Against that background, his Honour concluded that a 'careful and balanced case management analysis' as to which one or more of the five competing class actions should go ahead is required, and on what terms as to funding terms and fee, legal costs and management of the litigation. In this particular case, the Full Court decided that involved transferring the four cases to the Supreme Court so that it can consider all five cases together having regard to 'all relevant matters and the best interests of group members'.

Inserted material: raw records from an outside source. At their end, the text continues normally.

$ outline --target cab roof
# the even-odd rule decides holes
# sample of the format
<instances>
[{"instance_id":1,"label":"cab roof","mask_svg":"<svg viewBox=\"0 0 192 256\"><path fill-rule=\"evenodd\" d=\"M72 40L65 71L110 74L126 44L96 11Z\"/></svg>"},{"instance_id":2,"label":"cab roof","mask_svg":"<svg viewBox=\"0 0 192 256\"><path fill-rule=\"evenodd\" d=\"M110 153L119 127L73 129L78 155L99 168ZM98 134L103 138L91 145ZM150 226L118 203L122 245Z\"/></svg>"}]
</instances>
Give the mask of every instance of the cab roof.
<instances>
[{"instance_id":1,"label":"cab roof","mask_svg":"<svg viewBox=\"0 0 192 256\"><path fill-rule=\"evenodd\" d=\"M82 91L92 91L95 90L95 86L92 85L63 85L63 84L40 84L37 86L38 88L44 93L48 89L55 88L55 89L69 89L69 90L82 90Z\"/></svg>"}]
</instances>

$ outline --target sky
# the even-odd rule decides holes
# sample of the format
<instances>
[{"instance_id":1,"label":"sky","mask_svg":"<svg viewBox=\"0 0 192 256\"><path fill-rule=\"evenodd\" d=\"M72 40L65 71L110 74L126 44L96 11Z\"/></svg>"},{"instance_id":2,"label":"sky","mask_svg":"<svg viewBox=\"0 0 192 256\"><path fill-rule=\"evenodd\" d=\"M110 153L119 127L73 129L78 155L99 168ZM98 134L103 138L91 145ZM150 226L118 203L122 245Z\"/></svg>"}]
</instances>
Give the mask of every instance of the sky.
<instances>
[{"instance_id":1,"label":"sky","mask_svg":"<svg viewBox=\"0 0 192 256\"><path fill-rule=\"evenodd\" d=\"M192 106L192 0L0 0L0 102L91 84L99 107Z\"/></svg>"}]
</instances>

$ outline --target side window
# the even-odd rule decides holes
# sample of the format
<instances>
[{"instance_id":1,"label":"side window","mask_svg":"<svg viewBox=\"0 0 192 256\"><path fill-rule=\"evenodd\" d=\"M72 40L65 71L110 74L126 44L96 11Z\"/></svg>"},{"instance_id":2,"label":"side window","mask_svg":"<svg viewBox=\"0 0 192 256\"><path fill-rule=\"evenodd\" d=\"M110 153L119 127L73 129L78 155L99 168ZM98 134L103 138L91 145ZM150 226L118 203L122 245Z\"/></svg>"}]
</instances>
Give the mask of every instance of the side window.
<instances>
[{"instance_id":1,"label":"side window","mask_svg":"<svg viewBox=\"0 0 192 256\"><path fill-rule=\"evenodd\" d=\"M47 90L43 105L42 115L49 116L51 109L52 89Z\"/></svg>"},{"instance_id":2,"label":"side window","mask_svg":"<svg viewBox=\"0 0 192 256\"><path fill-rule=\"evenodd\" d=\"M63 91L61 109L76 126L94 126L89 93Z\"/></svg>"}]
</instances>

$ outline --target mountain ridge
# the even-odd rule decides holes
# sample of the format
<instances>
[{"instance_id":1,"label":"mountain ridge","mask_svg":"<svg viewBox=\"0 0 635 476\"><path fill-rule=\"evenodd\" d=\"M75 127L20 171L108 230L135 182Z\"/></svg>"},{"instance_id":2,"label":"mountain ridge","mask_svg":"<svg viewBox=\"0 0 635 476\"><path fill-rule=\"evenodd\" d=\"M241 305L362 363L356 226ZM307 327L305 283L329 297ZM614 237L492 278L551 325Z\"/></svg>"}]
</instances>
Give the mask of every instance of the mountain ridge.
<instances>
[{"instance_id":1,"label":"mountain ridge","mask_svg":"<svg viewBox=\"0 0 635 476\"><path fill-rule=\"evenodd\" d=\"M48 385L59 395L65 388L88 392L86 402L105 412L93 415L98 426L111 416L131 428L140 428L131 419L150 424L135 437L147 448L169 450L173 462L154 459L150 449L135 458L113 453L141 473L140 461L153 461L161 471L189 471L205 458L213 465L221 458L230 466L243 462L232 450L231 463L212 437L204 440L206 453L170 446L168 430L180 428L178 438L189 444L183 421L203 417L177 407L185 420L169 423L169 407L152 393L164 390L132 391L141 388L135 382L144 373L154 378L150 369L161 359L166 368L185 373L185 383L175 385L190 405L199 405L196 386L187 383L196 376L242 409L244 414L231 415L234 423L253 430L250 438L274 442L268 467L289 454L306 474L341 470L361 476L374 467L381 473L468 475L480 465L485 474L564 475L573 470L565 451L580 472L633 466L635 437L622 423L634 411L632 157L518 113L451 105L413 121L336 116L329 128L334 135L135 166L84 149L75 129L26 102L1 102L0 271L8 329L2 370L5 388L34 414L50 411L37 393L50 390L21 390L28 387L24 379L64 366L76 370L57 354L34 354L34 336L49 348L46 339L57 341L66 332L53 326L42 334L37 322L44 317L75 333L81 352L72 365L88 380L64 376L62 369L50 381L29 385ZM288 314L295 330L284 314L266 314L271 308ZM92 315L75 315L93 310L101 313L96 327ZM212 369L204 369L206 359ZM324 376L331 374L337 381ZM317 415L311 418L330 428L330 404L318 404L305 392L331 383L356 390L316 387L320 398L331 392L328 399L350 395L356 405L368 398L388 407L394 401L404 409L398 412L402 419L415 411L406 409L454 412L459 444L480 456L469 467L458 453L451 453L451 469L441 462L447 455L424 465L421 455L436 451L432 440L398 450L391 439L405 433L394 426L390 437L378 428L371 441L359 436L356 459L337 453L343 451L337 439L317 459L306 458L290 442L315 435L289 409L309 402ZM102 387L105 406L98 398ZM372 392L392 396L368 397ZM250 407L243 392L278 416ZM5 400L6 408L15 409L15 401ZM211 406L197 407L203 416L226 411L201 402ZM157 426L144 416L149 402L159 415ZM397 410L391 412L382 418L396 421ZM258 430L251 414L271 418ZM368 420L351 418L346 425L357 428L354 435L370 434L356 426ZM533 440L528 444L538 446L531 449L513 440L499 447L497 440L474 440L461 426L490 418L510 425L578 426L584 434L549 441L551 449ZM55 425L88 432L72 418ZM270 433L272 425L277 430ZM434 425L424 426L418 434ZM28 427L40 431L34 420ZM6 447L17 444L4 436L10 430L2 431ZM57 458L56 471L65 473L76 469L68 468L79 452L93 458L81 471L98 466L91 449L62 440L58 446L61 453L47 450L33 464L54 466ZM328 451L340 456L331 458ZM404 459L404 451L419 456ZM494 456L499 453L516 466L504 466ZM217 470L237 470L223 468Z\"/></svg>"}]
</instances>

The only countervailing argument raised by the Federal Court plaintiffs against the transfer was that it would deprive the group members of the suspension of the limitation period that would otherwise ensue while Federal Court proceedings remained on foot. All three judges, for different reasons, dismissed this argument on the basis that the transfers would not affect the suspension of the limitation period (but allowed a period for a special leave application to be made on this point before the transfers are affected).
What does it all mean?
For some time, we have been expressing concern about the increasing levels of entrepreneurialism in the class action environment – the growing number of competing class actions are the most obvious evidence of that trend. We welcome the Full Court's preparedness to call 'a spade a spade' when it comes both to the need to address the competing class actions problem and the fact that the problem arises from the competing self-interests of class action promoters.
It is also a positive development that the Full Court recognises the importance of taking into account AMP's interests in resolving the competing case scenario. That said, AMP is still facing five competing class actions and it will now be up to the Supreme Court of NSW to decide which case (or possibly cases) should proceed.
The Federal Court has already been faced with that decision in the context of the three competing shareholder class actions against GetSwift Limited, which was different from the AMP scenario because all three cases were commenced in the same court. In GetSwift, Justice Lee decided to pick one case to go ahead and stayed the others (see our Client Update: Competing class actions – the court takes control). However, the court's power to make that decision is now subject to an appeal to the Full Federal Court, which was heard in early August with judgment pending.
It is perhaps not a coincidence that all of this is coming to a head at the same time as the Australian Law Reform Commission is considering whether the federal approach to class actions requires recalibration, including as a result of increased commercialisation. In our submission to the ALRC, we supported its proposal to address the competing class action problem by having the court select a single class action to proceed to the exclusion of all others. As we see it, this is in the interests of both class members and defendants.